Often we work with retailers with very tight budgets for marketing.  This is really common and even if you don't have a budget at all, this doesn't necessarily mean you won't be able to get any marketing done.  There are many things you can do for free, and lots of things that only cost a little bit of money, and plenty of ways you can do things that do cost money without spending any of your own!


Most independent retailers are acting as resellers for manufacturers, and depending on your relationship with these manufacturers (and even if this relationship is via a distributor) you should be able to call upon their support for marketing.  You are, after all, selling their products!


Make friends with the marketing departments of your suppliers and call upon them to support your events, with mentions on their social media channels, email newsletters or any other outreach they have to consumers.  Make sure you're listed as a stockist on the websites of all brands in your store, and schedule regular meetings or telephone calls to keep a constant flow of support from them.  Depending on the nature of your business it isn't unrealistic to ask them for samples for testing, repeat product training and even staff to represent the brand at any special event days you plan.

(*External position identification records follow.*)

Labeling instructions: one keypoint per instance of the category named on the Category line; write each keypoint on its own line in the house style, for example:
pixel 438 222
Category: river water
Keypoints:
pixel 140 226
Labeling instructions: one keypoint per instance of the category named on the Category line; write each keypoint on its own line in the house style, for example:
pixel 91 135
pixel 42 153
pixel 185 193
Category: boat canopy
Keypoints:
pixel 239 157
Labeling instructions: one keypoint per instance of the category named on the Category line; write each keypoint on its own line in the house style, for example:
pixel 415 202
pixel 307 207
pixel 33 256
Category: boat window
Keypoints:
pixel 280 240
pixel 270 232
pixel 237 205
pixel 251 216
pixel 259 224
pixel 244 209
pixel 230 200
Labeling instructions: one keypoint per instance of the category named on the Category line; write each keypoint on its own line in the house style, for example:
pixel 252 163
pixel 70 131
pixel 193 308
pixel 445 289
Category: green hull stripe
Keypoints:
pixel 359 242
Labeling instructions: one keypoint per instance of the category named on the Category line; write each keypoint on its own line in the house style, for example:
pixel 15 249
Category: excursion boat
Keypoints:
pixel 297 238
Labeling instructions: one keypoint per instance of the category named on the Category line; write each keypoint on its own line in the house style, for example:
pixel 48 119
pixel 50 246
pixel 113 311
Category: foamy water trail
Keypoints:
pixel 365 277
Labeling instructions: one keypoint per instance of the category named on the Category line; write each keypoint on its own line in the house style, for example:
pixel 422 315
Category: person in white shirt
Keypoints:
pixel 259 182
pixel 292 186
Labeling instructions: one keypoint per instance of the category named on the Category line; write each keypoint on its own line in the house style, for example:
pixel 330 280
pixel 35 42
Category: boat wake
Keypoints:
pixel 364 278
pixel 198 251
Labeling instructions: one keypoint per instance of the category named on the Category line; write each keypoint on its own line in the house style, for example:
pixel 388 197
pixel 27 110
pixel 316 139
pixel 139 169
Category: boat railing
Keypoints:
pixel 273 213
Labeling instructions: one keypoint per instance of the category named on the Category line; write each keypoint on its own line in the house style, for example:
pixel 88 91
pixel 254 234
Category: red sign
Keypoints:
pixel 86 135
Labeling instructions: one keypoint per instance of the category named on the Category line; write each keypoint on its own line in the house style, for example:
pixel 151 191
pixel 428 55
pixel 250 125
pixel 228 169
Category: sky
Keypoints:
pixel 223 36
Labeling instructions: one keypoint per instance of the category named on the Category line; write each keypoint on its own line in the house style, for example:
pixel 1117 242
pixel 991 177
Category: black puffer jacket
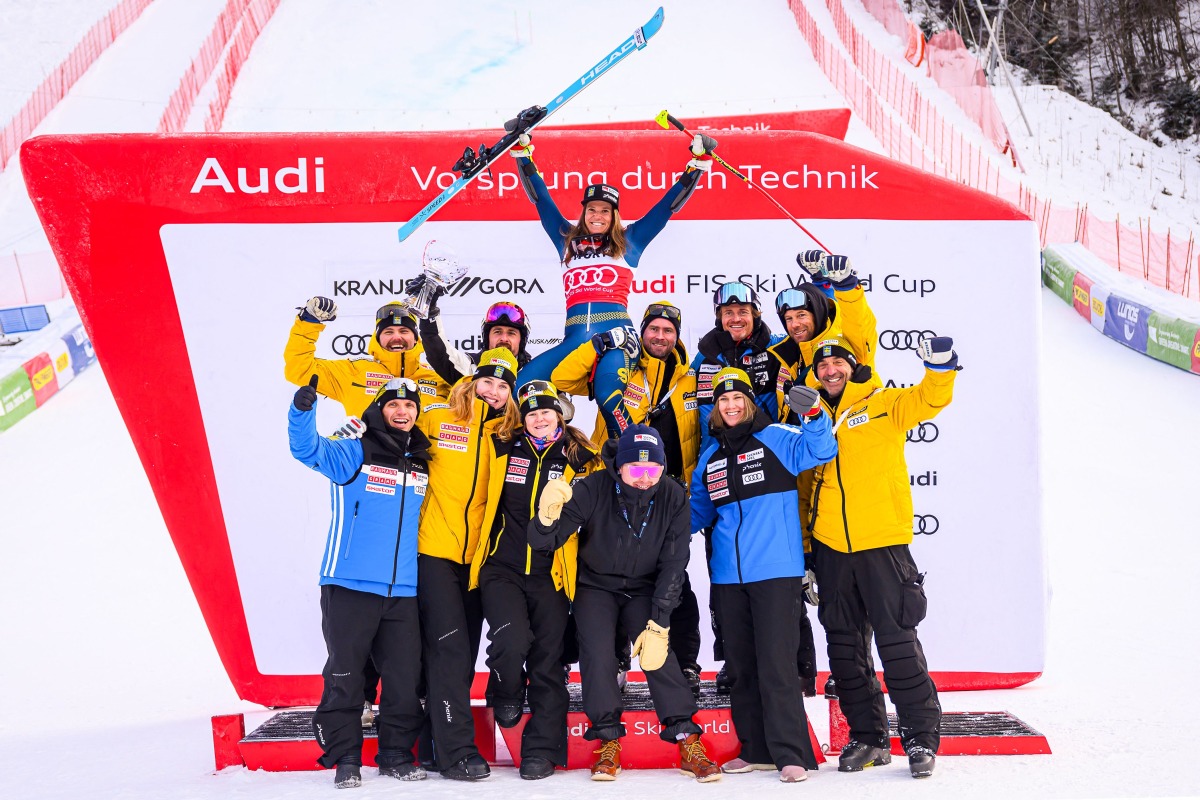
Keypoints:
pixel 619 555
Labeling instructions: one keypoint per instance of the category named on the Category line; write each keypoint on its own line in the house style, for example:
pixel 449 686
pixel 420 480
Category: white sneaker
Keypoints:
pixel 793 774
pixel 739 765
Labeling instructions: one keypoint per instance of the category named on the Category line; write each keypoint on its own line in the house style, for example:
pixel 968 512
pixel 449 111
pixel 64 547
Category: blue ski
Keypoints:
pixel 473 163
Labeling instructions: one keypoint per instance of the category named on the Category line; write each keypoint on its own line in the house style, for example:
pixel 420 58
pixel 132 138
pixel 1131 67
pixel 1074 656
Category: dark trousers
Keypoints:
pixel 598 614
pixel 877 591
pixel 451 623
pixel 761 621
pixel 360 626
pixel 526 624
pixel 685 627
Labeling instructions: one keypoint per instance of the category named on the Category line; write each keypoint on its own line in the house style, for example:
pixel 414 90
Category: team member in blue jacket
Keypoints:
pixel 598 256
pixel 744 488
pixel 739 338
pixel 369 577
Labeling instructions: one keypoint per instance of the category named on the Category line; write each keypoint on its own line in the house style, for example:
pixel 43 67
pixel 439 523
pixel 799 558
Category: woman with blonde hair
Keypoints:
pixel 599 254
pixel 465 431
pixel 527 593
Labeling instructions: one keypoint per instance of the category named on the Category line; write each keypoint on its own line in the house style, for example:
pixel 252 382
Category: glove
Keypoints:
pixel 319 310
pixel 352 428
pixel 804 401
pixel 306 396
pixel 618 338
pixel 550 505
pixel 937 353
pixel 651 647
pixel 702 145
pixel 523 148
pixel 810 262
pixel 810 587
pixel 839 271
pixel 414 286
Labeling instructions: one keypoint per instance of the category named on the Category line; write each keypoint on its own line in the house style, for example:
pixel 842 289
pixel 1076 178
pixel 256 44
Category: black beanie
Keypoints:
pixel 640 443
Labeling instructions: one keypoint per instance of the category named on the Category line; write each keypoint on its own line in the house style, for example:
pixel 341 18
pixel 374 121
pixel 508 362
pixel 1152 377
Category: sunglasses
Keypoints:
pixel 790 299
pixel 736 292
pixel 509 311
pixel 535 388
pixel 645 470
pixel 663 310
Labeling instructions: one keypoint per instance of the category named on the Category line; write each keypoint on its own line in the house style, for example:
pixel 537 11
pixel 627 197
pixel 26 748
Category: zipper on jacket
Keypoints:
pixel 845 522
pixel 474 482
pixel 400 524
pixel 349 540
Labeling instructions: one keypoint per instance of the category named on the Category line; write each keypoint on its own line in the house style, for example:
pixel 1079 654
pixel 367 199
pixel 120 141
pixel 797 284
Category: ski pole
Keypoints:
pixel 666 121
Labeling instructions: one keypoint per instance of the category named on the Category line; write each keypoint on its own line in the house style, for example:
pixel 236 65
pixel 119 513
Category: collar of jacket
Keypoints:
pixel 718 342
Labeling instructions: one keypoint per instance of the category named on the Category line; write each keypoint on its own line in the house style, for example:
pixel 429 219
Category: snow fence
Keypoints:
pixel 1127 311
pixel 41 364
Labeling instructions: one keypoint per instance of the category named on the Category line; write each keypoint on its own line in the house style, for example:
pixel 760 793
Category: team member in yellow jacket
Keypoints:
pixel 393 352
pixel 527 593
pixel 832 305
pixel 465 431
pixel 660 392
pixel 862 527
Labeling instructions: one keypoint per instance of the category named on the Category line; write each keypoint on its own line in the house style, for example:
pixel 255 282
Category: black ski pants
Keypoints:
pixel 598 614
pixel 877 591
pixel 685 627
pixel 526 624
pixel 451 623
pixel 761 623
pixel 360 626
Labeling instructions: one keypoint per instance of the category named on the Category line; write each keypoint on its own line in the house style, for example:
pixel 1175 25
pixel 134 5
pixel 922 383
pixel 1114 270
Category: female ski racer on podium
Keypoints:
pixel 599 256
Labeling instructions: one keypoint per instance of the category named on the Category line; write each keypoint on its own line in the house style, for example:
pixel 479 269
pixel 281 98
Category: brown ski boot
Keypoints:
pixel 694 762
pixel 607 765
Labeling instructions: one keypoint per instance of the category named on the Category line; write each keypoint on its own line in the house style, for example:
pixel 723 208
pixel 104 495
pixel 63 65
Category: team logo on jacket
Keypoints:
pixel 749 456
pixel 382 480
pixel 453 437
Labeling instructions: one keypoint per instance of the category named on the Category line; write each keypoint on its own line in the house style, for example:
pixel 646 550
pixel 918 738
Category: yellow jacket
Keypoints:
pixel 460 480
pixel 354 382
pixel 563 566
pixel 851 318
pixel 862 499
pixel 641 388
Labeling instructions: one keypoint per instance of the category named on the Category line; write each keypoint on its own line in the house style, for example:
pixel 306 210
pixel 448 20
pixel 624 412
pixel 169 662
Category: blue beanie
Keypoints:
pixel 640 443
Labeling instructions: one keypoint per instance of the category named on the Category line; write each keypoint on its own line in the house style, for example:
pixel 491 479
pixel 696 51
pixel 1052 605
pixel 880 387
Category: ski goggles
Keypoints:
pixel 735 293
pixel 395 312
pixel 643 470
pixel 535 388
pixel 792 299
pixel 663 310
pixel 509 312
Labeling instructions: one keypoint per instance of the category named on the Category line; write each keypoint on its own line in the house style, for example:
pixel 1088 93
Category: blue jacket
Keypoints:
pixel 745 483
pixel 377 485
pixel 718 350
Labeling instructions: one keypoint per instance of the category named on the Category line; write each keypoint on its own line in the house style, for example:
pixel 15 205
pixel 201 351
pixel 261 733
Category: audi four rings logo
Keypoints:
pixel 589 276
pixel 924 432
pixel 924 523
pixel 903 340
pixel 346 344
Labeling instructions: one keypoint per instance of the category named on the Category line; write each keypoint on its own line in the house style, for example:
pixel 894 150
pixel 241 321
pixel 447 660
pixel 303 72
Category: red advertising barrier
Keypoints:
pixel 57 84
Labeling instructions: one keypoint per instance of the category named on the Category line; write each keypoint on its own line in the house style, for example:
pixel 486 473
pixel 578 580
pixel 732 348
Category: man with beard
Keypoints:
pixel 369 593
pixel 862 527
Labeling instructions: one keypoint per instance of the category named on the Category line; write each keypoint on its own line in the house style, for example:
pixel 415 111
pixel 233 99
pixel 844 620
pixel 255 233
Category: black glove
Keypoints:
pixel 804 401
pixel 413 286
pixel 319 310
pixel 306 396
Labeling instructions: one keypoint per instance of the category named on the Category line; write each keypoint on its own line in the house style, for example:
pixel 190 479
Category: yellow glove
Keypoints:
pixel 651 647
pixel 550 506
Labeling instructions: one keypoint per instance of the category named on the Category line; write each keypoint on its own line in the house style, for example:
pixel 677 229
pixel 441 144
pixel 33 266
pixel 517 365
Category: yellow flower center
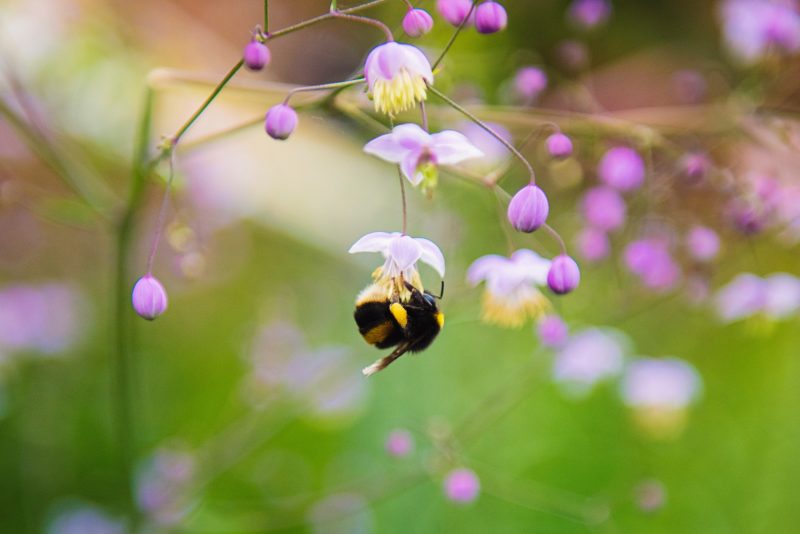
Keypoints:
pixel 398 94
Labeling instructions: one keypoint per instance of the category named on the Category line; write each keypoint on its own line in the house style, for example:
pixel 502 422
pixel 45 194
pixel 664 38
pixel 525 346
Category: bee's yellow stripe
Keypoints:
pixel 399 313
pixel 378 333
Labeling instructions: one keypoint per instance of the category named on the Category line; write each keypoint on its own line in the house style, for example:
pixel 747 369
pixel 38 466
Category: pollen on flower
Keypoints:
pixel 398 94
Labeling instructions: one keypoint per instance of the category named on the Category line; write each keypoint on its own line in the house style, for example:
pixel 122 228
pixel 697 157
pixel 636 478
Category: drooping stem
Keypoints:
pixel 122 363
pixel 454 36
pixel 366 20
pixel 326 16
pixel 403 197
pixel 217 90
pixel 487 128
pixel 323 87
pixel 162 212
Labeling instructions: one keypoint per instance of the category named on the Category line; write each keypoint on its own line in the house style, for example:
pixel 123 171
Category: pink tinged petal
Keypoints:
pixel 416 63
pixel 431 255
pixel 373 242
pixel 411 136
pixel 532 266
pixel 388 148
pixel 409 168
pixel 405 251
pixel 485 267
pixel 450 147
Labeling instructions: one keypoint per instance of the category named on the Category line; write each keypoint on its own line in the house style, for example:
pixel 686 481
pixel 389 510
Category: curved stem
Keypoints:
pixel 217 90
pixel 488 129
pixel 123 339
pixel 557 237
pixel 162 212
pixel 323 87
pixel 403 197
pixel 454 36
pixel 366 20
pixel 326 16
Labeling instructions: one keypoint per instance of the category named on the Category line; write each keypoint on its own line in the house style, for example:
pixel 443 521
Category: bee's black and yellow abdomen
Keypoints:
pixel 377 325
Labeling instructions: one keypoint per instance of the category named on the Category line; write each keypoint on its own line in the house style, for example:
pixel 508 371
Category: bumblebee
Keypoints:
pixel 411 325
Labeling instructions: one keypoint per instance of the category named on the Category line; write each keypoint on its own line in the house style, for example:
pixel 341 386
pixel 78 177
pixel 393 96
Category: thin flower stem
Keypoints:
pixel 323 87
pixel 326 16
pixel 557 237
pixel 122 355
pixel 366 20
pixel 403 197
pixel 454 36
pixel 487 128
pixel 162 212
pixel 217 90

If you're considering including a high-profile ad campaign as part of your marketing plan, perhaps in a local newspaper or even an exciting outdoor media opportunity that can't fail to bring you new customers, but have concerns about managing the costs of such a campaign, it might be worth your time to build a proposal that shares the cost with your suppliers.  If you're looking at a campaign of 6 different points, over a run of 6 months, you could work with a different supplier each month and feature their product heavily within each ad, on the basis of splitting the cost with each separate supplier.  Your suppliers will be keen to see your marketing plans and if you are reasonable with your requests and perhaps even connect this with ongoing commitment to take in a new product, it will be hard for them to say no.


Having worked for brands trading with independent retailers, we've seen the marketing departments repeatedly working with the same 10 or 20 retailers, despite having hundreds of retailers selling the product.  This isn't favouritism or for any other reason than those select retailers were keenest to work together on campaigns and were vocal about what they wanted.